Thursday, September 11, 2008

タンポポ

Tampopo! I watched this movie again tonight for the first time in many years, and it's still as brilliant of a movie as I had remembered.

This time I think that I was most impressed by the small subplot where the man comes rushing home to find his wife on her deathbed, and he commands her to arise and make dinner. She somehow stumbles to her feet, makes her way to the kitchen, and somehow makes dinner while looking like a bit of a zombie. The kids set the table, and the husband, the doctor, and the nurse all look on in amazement as she brings the food to the table. The family serves themselves and they begin to eat, and the mother collapses, the doctor proclaims her dead, and everyone starts crying. Then the dad insists that his children all keep eating, because this was their mother's last meal, and they had to eat it while it was still hot. The picture of people crying while trying to eat is really stunning. A powerful feeling is conveyed in this scene.

My old favorite part used to be this:
Tampopo
I mean, just look at how enormous that ice cream cone looks in his little hand!

When the man, after going to the dentist to get an abscess removed from his tooth, gets an ice cream at the park where he meets a very young boy wearing a sign around his neck that says "I am being raised on natural foods, please don't feed me anything sweet or any junk food."

The man hands the boy the ice cream cone, and the boy seems to hesitantly pump his hand with a confused sense of excitement. Finally, the little boy really digs in, smothering his face with ice cream, and the moment is the gastronomical equivalent of Adam and Eve eating the forbidden fruit. This boy has left bliss, and now knows the difference between good and evil foods. It is truly a wonderful moment in food cinema.

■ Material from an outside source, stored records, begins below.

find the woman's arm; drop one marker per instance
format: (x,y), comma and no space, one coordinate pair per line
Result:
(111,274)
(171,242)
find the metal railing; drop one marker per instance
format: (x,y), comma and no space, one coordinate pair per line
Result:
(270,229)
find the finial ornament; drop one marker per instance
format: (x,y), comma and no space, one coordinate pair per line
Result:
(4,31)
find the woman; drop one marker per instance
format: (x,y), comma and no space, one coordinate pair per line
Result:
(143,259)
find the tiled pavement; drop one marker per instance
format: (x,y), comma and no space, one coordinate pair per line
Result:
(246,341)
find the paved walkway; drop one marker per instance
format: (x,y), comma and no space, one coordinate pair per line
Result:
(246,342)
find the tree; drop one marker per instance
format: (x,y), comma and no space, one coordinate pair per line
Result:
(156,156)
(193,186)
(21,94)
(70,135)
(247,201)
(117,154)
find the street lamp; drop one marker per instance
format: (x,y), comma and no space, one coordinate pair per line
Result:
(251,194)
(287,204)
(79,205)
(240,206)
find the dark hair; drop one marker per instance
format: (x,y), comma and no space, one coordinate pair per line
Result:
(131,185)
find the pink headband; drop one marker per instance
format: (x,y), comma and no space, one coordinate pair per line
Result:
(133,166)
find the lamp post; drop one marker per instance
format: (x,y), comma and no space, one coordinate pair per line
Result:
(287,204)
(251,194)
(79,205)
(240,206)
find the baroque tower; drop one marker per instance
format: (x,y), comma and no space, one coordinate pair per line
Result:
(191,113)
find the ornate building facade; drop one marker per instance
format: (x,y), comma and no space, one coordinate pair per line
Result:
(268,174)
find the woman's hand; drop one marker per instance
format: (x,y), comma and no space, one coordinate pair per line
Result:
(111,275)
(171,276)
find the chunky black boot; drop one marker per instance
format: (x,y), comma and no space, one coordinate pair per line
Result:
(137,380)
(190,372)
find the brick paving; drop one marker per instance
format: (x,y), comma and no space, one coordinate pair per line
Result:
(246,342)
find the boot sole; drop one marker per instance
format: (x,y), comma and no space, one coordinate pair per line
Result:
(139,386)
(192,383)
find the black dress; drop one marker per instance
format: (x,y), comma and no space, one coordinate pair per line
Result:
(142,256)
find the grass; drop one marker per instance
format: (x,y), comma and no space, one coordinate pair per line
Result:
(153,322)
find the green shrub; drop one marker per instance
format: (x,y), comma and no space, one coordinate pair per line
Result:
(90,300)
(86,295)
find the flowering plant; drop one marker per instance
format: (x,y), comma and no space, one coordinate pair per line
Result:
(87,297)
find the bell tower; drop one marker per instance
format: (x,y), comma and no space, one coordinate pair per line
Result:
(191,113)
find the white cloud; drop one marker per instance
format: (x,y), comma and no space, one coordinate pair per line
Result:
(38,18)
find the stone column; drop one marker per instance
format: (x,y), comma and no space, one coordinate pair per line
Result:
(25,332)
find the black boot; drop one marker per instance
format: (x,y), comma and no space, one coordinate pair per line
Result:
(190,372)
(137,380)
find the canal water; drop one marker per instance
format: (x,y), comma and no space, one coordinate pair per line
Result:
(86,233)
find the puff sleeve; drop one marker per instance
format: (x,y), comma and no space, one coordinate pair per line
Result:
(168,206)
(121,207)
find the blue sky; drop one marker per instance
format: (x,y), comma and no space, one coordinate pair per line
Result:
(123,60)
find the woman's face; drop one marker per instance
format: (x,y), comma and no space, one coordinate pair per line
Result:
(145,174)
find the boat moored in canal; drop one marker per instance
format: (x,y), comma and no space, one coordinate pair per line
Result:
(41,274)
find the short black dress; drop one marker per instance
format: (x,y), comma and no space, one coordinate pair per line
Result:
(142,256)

For some reason I seemed to remember the movie ending with the yakuza guy telling his girl about the legendary yam-filled boar intestines, but I was surprised to see that the movie actually ends with a very long shot of a baby breast feeding in the sunlight. Man's obsession with food comes full circle. I truly like that.

2 comments:

Anonymous said...

I recall there is a part with an endodontist. I had to go to see an endodontist, and excitedly told him about the movie, and he obviously thought I was a nut case. The other part I really liked is when the women are trying to eat spaghetti like westerners, but they just can't do it--what a wonderful scene (unless I'm confusing it with another movie!)

TORLANDO said...

a somewhat impressive yet disgusting scene is the egg snowball. gross, like, how could the actors even do that scene without yacking, yet cool because the image of the egg traveling back and forth gave the japanese obsession with food a much more "intimate" representation, which while totally raunchy and inappropriate, was funny, gross and clever with symbols within symbols.